Nor is it surprising that much of the most vocal criticisms of the Wall Street protests has come from some self-identified progressives, who one might think would be instinctively sympathetic to the substantive message of the protesters. In an excellent analysis entitled “Why Establishment Media & the Power Elite Loathe Occupy Wall Street,” Kevin Gosztola chronicles how much of the most scornful criticisms have come from Democratic partisans who — like the politicians to whom they devote their fealty — feign populist opposition to Wall Street for political gain. […]

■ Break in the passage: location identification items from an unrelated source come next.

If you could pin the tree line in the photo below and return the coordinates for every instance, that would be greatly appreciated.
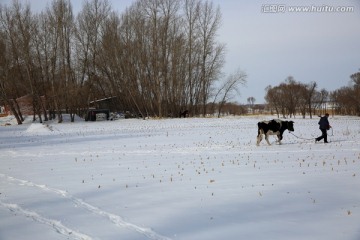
(292, 97)
(158, 58)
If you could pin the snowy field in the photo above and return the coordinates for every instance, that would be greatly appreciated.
(188, 179)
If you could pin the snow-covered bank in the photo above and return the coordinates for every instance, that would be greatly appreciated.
(178, 179)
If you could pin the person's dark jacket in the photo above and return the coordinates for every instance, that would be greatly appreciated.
(324, 123)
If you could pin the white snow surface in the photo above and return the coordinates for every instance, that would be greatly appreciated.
(194, 178)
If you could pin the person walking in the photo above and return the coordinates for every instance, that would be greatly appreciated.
(324, 126)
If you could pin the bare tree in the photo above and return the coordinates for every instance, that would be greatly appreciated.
(229, 86)
(251, 103)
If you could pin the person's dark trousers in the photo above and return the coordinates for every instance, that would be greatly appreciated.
(323, 136)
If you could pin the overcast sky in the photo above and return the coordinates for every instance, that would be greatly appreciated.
(269, 42)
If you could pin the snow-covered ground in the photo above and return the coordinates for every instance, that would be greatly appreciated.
(179, 179)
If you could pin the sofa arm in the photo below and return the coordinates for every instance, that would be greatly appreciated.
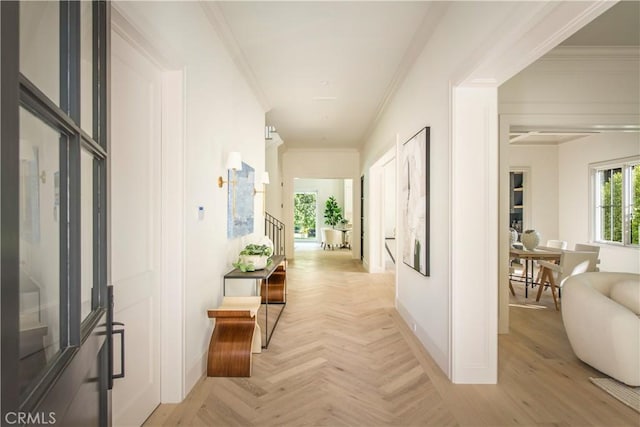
(602, 333)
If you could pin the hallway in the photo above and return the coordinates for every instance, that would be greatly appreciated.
(341, 355)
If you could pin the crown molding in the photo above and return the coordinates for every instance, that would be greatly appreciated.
(603, 53)
(216, 18)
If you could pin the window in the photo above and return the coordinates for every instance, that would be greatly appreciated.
(616, 196)
(53, 121)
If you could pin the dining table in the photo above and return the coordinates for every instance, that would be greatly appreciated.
(529, 256)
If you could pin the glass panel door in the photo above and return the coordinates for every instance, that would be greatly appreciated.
(39, 203)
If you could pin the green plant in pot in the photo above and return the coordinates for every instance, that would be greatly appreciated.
(332, 212)
(254, 257)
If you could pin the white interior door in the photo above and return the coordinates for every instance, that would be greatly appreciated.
(136, 85)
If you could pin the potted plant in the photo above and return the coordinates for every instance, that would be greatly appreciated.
(254, 257)
(332, 212)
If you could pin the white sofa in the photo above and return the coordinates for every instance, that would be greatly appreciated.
(601, 312)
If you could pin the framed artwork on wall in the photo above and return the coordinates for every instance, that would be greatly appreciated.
(240, 202)
(414, 195)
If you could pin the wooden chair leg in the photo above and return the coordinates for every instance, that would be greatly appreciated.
(547, 276)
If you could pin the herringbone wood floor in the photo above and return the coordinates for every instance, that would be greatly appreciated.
(342, 356)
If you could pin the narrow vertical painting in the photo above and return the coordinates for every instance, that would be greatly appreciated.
(240, 202)
(414, 193)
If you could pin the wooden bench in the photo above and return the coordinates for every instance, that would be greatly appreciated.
(235, 337)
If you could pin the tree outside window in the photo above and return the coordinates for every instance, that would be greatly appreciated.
(304, 214)
(617, 215)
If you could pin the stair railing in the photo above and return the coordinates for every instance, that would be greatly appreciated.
(274, 229)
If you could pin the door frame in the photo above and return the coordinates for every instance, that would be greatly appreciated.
(172, 215)
(82, 363)
(377, 199)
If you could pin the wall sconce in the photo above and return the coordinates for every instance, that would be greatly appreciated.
(264, 181)
(234, 163)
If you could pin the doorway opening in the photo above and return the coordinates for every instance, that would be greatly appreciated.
(322, 204)
(305, 207)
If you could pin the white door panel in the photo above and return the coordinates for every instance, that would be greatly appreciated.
(135, 228)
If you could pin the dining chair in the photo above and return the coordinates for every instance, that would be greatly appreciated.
(571, 263)
(334, 239)
(589, 248)
(553, 244)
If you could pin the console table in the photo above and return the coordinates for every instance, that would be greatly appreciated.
(259, 276)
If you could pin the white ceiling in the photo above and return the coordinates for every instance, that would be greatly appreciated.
(325, 69)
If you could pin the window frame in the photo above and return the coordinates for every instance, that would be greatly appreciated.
(625, 164)
(19, 92)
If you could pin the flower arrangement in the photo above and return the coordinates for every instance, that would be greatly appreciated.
(254, 257)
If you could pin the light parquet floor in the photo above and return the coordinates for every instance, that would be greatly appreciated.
(342, 356)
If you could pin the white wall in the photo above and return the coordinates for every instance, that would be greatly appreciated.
(222, 114)
(274, 189)
(570, 87)
(324, 188)
(390, 199)
(424, 99)
(319, 164)
(573, 173)
(577, 87)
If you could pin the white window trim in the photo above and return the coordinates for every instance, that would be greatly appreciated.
(624, 163)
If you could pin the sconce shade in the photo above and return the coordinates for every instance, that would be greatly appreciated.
(234, 161)
(265, 177)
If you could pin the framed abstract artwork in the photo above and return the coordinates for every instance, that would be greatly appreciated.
(414, 196)
(240, 202)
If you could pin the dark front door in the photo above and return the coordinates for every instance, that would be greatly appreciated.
(56, 328)
(362, 218)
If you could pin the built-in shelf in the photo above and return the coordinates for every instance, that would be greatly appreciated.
(516, 200)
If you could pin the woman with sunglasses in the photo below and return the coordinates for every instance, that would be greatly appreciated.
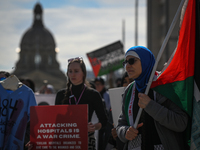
(162, 123)
(78, 91)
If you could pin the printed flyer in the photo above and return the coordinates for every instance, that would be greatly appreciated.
(59, 127)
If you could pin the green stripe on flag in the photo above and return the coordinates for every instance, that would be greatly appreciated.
(127, 101)
(180, 92)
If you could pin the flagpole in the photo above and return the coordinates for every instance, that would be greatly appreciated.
(158, 58)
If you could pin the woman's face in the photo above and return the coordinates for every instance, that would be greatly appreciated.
(135, 69)
(75, 73)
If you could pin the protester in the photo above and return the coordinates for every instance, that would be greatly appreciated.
(4, 75)
(28, 82)
(118, 82)
(125, 82)
(104, 133)
(46, 88)
(78, 91)
(162, 123)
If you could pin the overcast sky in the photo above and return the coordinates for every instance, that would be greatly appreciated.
(78, 26)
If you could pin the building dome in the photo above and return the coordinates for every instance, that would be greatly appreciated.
(37, 34)
(37, 58)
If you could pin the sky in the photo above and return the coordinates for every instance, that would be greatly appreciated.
(78, 26)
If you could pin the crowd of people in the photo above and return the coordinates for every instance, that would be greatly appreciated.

The very idea that the one can effectively battle Wall Street’s corruption and control by working for the Democratic Party is absurd on its face: Wall Street’s favorite candidate in 2008 was Barack Obama, whose administration — led by a Wall Street White House Chief of Staff and Wall-Street-subservient Treasury Secretary and filled to the brim with Goldman Sachs officials — is now working hard to protect bankers from meaningful accountability (and though he’s behind Wall Street’s own Mitt Romney in the Wall Street cash sweepstakes this year, Obama is still doing well); one of Wall Street’s most faithful servants is Chuck Schumer, the money man of the Democratic Party; and the second-ranking Senate Democrat acknowledged — when Democrats controlled the Congress — that the owners of Congress are bankers. There are individuals who impressively rail against the crony capitalism and corporatism that sustains Wall Street’s power, but they’re no match for the party apparatus that remains fully owned and controlled by it.
But much of this progressive criticism consists of relatively (ostensibly) well-intentioned tactical and organizational critiques of the protests: there wasn’t a clear unified message; it lacked a coherent media strategy; the neo-hippie participants were too off-putting to Middle America; the resulting police brutality overwhelmed the message, etc. That’s the high-minded form which most progressive scorn for the protests took: it’s just not professionally organized or effective.
Some of these critiques are ludicrous. Does anyone really not know what the basic message is of this protest: that Wall Street is oozing corruption and criminality and its unrestrained political power — in the form of crony capitalism and ownership of political institutions — is destroying financial security for everyone else? Beyond that, criticizing protesters for the prominence of police brutality stories is pure victim-blaming (and, independently, having police brutality highlighted is its own benefit).
Most importantly, very few protest movements enjoy perfect clarity about tactics or command widespread support when they begin; they’re designed to spark conversation, raise awareness, attract others to the cause, and build those structural planks as they grow and develop. Dismissing these incipient protests because they lack fully developed, sophisticated professionalization is akin to pronouncing a three-year-old child worthless because he can’t read Schopenhauer: those who are actually interested in helping it develop will work toward improving those deficiencies, not harp on them in order to belittle its worth.